While shooting a series of videos at home using my Teleprompter, I asked my 10-year-old son David to come down and help me shoot some of these videos. He eagerly accepted. As soon as I finished one of my videos, he reached over and started the Teleprompter and sat on a chair and began reading. It was remarkable. It was hilarious. He was saying the words on the screen with such inflection and copying my mannerisms that I had to laugh out loud. I stopped David midway and said “Come here, let me actually hook up the microphone to you and then try it again.”
Once his microphone was attached to his T-shirt he eagerly pressed ‘start’ on the Teleprompter and then ran back to the chair to sit down and wait for my signal. I pressed the ‘record’ button and then started to smile.
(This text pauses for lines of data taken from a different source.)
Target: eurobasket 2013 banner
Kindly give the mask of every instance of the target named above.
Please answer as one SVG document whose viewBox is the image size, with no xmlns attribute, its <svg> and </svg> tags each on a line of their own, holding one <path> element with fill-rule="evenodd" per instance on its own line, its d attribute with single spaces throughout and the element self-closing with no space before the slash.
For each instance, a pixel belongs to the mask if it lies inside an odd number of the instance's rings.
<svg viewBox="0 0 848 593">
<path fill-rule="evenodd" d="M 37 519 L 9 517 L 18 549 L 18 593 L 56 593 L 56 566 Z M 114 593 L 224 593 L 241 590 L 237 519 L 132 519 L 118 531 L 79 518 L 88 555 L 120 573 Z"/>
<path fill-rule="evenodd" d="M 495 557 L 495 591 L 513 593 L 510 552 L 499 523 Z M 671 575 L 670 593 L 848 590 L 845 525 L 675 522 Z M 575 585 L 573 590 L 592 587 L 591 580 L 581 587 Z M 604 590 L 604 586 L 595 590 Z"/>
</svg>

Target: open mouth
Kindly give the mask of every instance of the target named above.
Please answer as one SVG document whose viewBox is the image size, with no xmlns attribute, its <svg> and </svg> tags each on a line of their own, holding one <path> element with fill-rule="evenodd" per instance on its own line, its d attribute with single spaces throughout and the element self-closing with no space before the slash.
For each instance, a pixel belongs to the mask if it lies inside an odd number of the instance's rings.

He was reading beautifully. His intonation was excellent. He was becoming very animated and very expressive. Similar to what he’d seen me do just minutes earlier. I let him read through the entire clip and told him how proud I was that he had done something that most attorneys have great difficulty doing.
Most attorneys have great difficulty relaxing and focusing on the viewer who is watching them while talking about their great content. The great thing about kids is that they have no fear. My son wasn’t worried about what someone was going to think of him. He wasn’t worried about his content. He just wanted to have some fun. When I played it back though, he did say he was uncomfortable listening to his own voice and it sounded weird. I told him that was natural.
My son was so excited about shooting one of the clips that he asked if he could do another. I agreed and watched in fascination as he did a really remarkable job shooting the next clip. When I told him that I would use one of those clips in my marketing, he quickly said, “But my voice sounds awful.”
I reassured him that “Your voice actually sounds great and I’m really proud of how you did on video.”
For all you attorneys who are worried about what other people think of you, I want to make this very clear. If my 10-year-old son can do this, so can you.